# 1990 240 w/ high idle



## lostmenoggin (Sep 10, 2005)

1990 with a swapped ka24e motor and a 5 speed conversion. Anyways, my problem is when it is in neutral it wants to idle at around 1900-2000 rpms. How can I remedy this? Thanks for any help.


----------



## zellx2004 (Sep 30, 2004)

lostmenoggin said:


> 1990 with a swapped ka24e motor and a 5 speed conversion. Anyways, my problem is when it is in neutral it wants to idle at around 1900-2000 rpms. How can I remedy this? Thanks for any help.
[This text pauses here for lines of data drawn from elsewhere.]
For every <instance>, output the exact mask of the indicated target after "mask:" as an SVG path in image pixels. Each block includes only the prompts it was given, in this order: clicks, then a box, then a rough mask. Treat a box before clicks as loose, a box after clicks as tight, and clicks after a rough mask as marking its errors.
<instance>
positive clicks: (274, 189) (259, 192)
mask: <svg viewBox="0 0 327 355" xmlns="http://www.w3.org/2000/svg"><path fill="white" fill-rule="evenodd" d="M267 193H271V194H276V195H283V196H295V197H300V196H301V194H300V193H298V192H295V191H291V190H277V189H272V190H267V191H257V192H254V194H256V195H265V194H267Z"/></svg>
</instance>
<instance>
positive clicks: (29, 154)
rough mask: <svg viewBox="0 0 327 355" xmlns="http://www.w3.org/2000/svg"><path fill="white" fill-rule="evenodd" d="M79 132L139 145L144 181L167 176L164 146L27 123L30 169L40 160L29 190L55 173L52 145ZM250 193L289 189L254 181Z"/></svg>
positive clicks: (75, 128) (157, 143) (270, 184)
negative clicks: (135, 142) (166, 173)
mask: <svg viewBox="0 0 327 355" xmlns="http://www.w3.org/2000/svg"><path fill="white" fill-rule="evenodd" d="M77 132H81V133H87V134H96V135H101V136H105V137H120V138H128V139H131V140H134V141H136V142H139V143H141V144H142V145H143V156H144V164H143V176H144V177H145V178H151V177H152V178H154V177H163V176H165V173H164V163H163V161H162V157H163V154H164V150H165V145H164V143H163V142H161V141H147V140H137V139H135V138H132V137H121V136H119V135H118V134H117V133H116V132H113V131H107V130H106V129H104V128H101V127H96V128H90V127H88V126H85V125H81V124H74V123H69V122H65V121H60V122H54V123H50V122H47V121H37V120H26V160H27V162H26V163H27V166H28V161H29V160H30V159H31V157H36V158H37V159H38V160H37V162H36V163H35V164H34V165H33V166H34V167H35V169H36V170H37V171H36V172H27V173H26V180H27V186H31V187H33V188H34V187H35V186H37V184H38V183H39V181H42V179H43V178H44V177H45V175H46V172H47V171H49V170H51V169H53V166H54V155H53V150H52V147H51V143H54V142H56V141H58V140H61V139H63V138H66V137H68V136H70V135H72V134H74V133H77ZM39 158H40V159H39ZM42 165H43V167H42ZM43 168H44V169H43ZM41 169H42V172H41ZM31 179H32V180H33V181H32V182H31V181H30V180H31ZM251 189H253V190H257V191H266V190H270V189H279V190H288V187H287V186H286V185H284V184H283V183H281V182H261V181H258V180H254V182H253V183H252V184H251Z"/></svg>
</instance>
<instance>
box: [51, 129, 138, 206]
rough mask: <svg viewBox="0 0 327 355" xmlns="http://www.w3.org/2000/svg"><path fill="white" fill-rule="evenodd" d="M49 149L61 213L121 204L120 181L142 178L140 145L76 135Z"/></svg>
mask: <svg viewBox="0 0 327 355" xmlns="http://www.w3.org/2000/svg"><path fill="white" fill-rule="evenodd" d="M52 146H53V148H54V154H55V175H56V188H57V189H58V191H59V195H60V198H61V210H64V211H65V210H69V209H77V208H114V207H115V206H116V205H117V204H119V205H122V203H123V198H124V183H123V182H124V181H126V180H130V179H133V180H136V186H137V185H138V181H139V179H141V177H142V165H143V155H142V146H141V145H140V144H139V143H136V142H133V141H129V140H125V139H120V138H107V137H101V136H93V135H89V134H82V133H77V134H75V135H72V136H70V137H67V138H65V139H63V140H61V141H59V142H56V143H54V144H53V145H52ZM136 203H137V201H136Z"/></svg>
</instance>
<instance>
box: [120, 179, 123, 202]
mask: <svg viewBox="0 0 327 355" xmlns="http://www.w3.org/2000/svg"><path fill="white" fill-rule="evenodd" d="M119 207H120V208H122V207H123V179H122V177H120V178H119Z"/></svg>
5-speed conversion? Maybe Throttle sensor? has it always done this, or recently started. Or perhaps it's the idle air control valve.


----------



## rogoman (Dec 16, 2004)

Check the throttle plate to see if it's sticking; also check the throttle cable for binding.


----------



## lostmenoggin (Sep 10, 2005)

zellx2004 said:


> 5-speed conversion? Maybe Throttle sensor? has it always done this, or recently started. Or perhaps it's the idle air control valve.


I honestly can't say. Bought the car and had to swap a motor and trans into it. I checked the AAC valve on the back of the upper intake and when I unplugged a connector the idle dropped back down to about 800. Sooooooo, I swapped the whole thing that attaches to the back of the intake from the motor that I took out of the car onto the motor that I swapped into it, and still have the same problem... Do I need to buy a new one, or what?  Thanks again.


----------



## lostmenoggin (Sep 10, 2005)

AUXILIARY AIR CONTROL (AAC) VALVE (SOLENOID TYPE)
The ECU processes signals received from sensors to determine
the optimum idle speed under varying engine conditions. The ECU senses
engine condition and determines the best idle speed with regards to
coolant temperature and transmission/transaxle gear position. ECU will
then send an electrical on-off signal corresponding to the difference
between actual and optimum idle speed. The AAC solenoid then regulates
the amount of by-passing air by varying the electrical signal’s on
time.

Read this at http://www.240edge.com/manuals/89-90_240sx/e_theory.pdf

When I did my 5 speed swap, I didn't get the trans harness. Maybe that has something to do with my high idle if the AAC is controlled in part by the transmission's gear position? Like it's not getting a signal it needs and is causing it to malfunction... I'm going to get the trans harness and I'm also going to try swapping in the manual ECU.. maybe this will fix it... If anyone has any other advice please post. Thanks.


----------